She ran to her truck and knotted together the three jump ropes she had, tying square knots because she knew they would hold. But she’d never be able to balance the man’s weight if the truck went over the edge.

“I’ve got ropes here, but I’ll have to tie the end to a tree. I don’t dare drive close enough to you to tie it to my truck. It would never stretch that far.”

She knotted it around the trunk of a pine tree that looked sturdy enough, though that almost took the length of one rope. This wasn’t going to work.

A grinding sound, then a crunch reverberated as the truck seemed to jerk once then settled closer to the cliff edge.

“Now or never!” he shouted and opened his door fast.

Desperate, Char wrapped one end of the rope around her wrist and reached toward the man as he lunged at her. A scraping sound bruised the air. The man was tall. She clutched the collar of his leather jacket, scratching his neck. He grabbed her. She held him tight as the earth seemed to break, and the truck disappeared followed by a crunching, crashing sound below.

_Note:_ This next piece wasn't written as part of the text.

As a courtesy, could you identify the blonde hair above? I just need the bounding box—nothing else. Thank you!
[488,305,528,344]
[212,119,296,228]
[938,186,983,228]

They were sprawled on the ground, near the edge, clinging to each other. He was big and strong but shaking. He sat up and unwound the tight rope from Char’s wrist to free her hand which was going white.

“Sorry—I couldn’t help,” she told him as they gaped at the patch of sky where the truck had been.

“You did,” he said, wiping the back of his hand across his mouth and blinking back tears. “You did. You saved my life, thank God, because someone wants me dead.”

* * *

Char drove Matthew Rowan down the mountain road toward town. He explained he was not a worker, but part owner and manager of the Lake Azure properties. His hair was cut short, as if he were a military man. It was raven-black, though it was dusted with roadside dust. And he was really good-looking, despite cuts and scrapes and dirt on that solid-jawed face. His jeans, shirt and leather jacket were scraped, a mess, but she, too, looked as if she’d been rolling in the dirt.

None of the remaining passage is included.